Jake Goetz has a line in his opening poem, ‘you don't cry anymore’. It anticipates an interwoven tally of injustice and loss due to climate change and capitalism. These human-made calamities are conveyed via dark, droll ironies. Packed up and waiting to evacuate from an encroaching wildfire, the poet and his companions watch a tv program on the plight of arctic polar bears. Quoting Julio Cortázar, ‘I'm looking for a poetic ecology, to observe myself and at times recognise myself in different worlds’, Goetz performs this quest smoothly. Using a mode of incantatory streams he conjures a personal botanical metonymy and traverses colonised yet surviving lands in diverse locations. He pays elegiac tribute to various influences including August Kleinzahler and John Forbes and writes a poignant lament for Kurt Cobain. Jake Goetz has a savvy knack for potent imagery, slightly warped observation and satirical takes on everyday situations. In an era when ‘technology tells our jokes’ Unplanned Encounters offers us a set of versatile poems that are full of heart and artistry. —-Pam Brown

About the author

Jake Goetz grew up on Dharawal Country in southern Sydney.
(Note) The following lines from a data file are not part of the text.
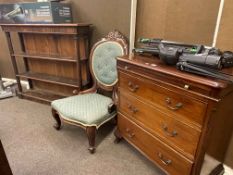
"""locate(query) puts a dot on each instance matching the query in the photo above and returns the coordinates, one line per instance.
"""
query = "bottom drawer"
(166, 158)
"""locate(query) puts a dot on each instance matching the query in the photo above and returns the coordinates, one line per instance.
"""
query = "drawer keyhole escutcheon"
(174, 108)
(165, 162)
(186, 86)
(171, 134)
(129, 134)
(132, 87)
(132, 108)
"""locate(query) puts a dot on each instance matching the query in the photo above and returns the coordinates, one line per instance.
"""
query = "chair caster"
(117, 140)
(91, 150)
(57, 126)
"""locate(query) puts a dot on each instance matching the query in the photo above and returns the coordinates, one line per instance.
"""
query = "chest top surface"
(156, 65)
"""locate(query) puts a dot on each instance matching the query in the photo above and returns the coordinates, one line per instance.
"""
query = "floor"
(34, 147)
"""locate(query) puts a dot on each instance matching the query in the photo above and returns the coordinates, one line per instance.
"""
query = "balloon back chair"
(92, 108)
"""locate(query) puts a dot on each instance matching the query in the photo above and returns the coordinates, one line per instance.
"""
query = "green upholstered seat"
(88, 109)
(104, 62)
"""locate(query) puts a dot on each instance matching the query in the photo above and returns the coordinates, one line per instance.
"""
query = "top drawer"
(168, 100)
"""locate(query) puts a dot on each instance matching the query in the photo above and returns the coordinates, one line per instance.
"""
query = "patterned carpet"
(33, 147)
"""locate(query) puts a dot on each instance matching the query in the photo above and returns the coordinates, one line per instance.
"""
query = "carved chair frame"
(114, 36)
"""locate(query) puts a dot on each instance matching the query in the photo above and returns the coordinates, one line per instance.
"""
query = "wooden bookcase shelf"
(46, 57)
(41, 95)
(49, 79)
(55, 58)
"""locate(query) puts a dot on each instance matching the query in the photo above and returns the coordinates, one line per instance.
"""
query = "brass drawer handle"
(132, 87)
(127, 130)
(131, 135)
(165, 162)
(174, 108)
(75, 91)
(171, 134)
(132, 109)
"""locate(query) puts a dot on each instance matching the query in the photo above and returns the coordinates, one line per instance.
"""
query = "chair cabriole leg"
(117, 135)
(91, 132)
(57, 125)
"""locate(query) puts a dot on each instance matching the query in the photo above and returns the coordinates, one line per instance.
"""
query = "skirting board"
(228, 170)
(23, 83)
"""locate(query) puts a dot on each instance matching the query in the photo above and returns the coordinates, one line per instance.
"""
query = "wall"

His poetry and writing have appeared in numerous places, including Overland, Rabbit, Best Australian Poems 2021, TEXT, Island, Southerly, Cordite, Plumwood Mountain, Past Simple (US), Minarets (NZ), and The Sun Herald. He has published one book, meditations with passing water (Rabbit Poets Series, 2018), a long poem about the Maiwar (Brisbane River), which was shortlisted for the QLD Premier’s Award for a Work of State Significance in 2019. Between 2017 and 2020, he edited the small, intermittent online journal, Marrickville Pause. He is currently completing a PhD in Writing at the Writing & Society Research Centre (Western Sydney University) and is the Reviews Editor at Plumwood Mountain.